La guerra non è un videogioco

“La guerra non è un videogioco”. Questo è il messaggio che Asmae Dachan ha trasmesso ai ragazzi delle classi terze della scuola media San Vito di Recanati, durante un incontro tenutosi presso la sala conferenze del Campus l’Infinito il 12 dicembre.

Introdotta dalla professoressa Paola Scorcella, la giornalista ha iniziato il suo discorso mostrando su una carta geografica come sia esigua la distanza tra Siria e Italia, entrambe affacciate sul Mediterraneo.  

Dopo aver riferito in modo essenziale e chiaro le principali tappe della storia siriana (dall’occupazione francese, al colpo di stato di Hafiz al-Assad nel 1970, alla successione di Bashar al-Assad al padre nel 2000), la giornalista ha analizzato le cause della  guerra che sta lacerando questo territorio. 

La signora Dachan, in particolare, si è soffermata sulla “Primavera araba”, iniziata nel marzo 2011 negli stati del nord Africa (Marocco, Egitto, Algeria) e del Medio Oriente. Le popolazioni di questi Paesi, stanche delle dittature che limitavano la loro libertà,   sono scese nelle strade e nelle piazze per  manifestare il loro dissenso nei confronti dei rispettivi governi.

La ”Primavera araba” ha influenzato anche dei ragazzi siriani delle medie, che hanno preso coraggio e hanno scritto su un muro della loro scuola “Il popolo vuole la caduta del regime”. A seguito di tale azione, molti di essi sono stati arrestati, torturati e uccisi.

Come se non bastasse, il regime ha soffocato la manifestazione di un gruppo di ragazze che la scrittrice ha presentato agli alunni come le “spose della Siria”. A. Dashan ha mostrato agli studenti delle immagini nelle quali queste giovani donne, vestite con degli abiti da sposa per esprimere il loro amore per la patria, sorreggevano dei cartelloni con su scritto:  “Stop alle uccisioni. Vogliamo costruire un Paese per tutti i siriani”.

La giornalista ha poi fatto cenno a Ghias Bagar e a Padre Paolo Dall’Oglio. Il primo era un ragazzo siriano divenuto simbolo della Siria dopo aver affermato: “Il giorno in cui i carri armati verranno da noi, noi andremo da loro con dei fiori. Così faremo la pace”. Il secondo, italo-siriano, con cui lei stessa ha potuto parlare di persona, ha denunciato   la drammatica situazione in Siria al Papa e all’ONU. Esiliato dal regime di B. al-Assad per le sue dichiarazioni, nel 2013 Padre dall’Oglio è tornato in Siria come clandestino, ma da allora non si hanno più sue notizie.

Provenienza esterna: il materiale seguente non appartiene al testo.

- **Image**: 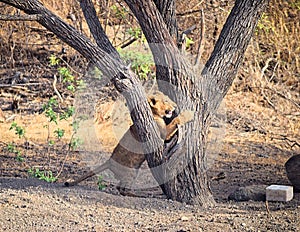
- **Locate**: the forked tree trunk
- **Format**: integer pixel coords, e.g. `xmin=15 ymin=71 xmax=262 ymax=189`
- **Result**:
xmin=125 ymin=0 xmax=268 ymax=206
xmin=0 ymin=0 xmax=269 ymax=206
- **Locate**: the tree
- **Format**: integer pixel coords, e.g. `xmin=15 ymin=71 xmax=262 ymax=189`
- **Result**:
xmin=0 ymin=0 xmax=269 ymax=206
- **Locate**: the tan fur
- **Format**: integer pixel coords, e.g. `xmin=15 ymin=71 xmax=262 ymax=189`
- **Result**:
xmin=65 ymin=92 xmax=194 ymax=195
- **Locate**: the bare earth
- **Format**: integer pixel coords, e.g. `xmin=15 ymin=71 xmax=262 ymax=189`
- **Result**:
xmin=0 ymin=94 xmax=300 ymax=232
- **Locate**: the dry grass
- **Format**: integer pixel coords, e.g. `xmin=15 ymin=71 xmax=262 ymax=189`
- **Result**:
xmin=0 ymin=0 xmax=300 ymax=157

 La visione dei video e delle foto proposti dalla scrittrice per testimoniare la tragica situazione della Siria ha suscitato sdegno e indignazione nei ragazzi. Notevole è stato l’ interesse per l’argomento trattato e molteplici le domande poste alla giornalista. Al termine dell’incontro i giovani  hanno chiesto ad Asmae Dachan quale fosse stata la sua più grande soddisfazione e lei ha risposto che ogni volta che è riuscita a portare un pezzettino di Siria nel cuore delle persone, si è sentita soddisfatta.

I ragazzi, infine, hanno consegnato alla giornalista del materiale scolastico e un contributo in denaro a favore di “ONSUR Italia”, un’ associazione no profit, che persegue fini di solidarietà sociale e di raccolta aiuti per sostenere il popolo siriano.

Martina A., Elena G.,  Noemi M.,  Nawal S., Matilde M., Matteo P.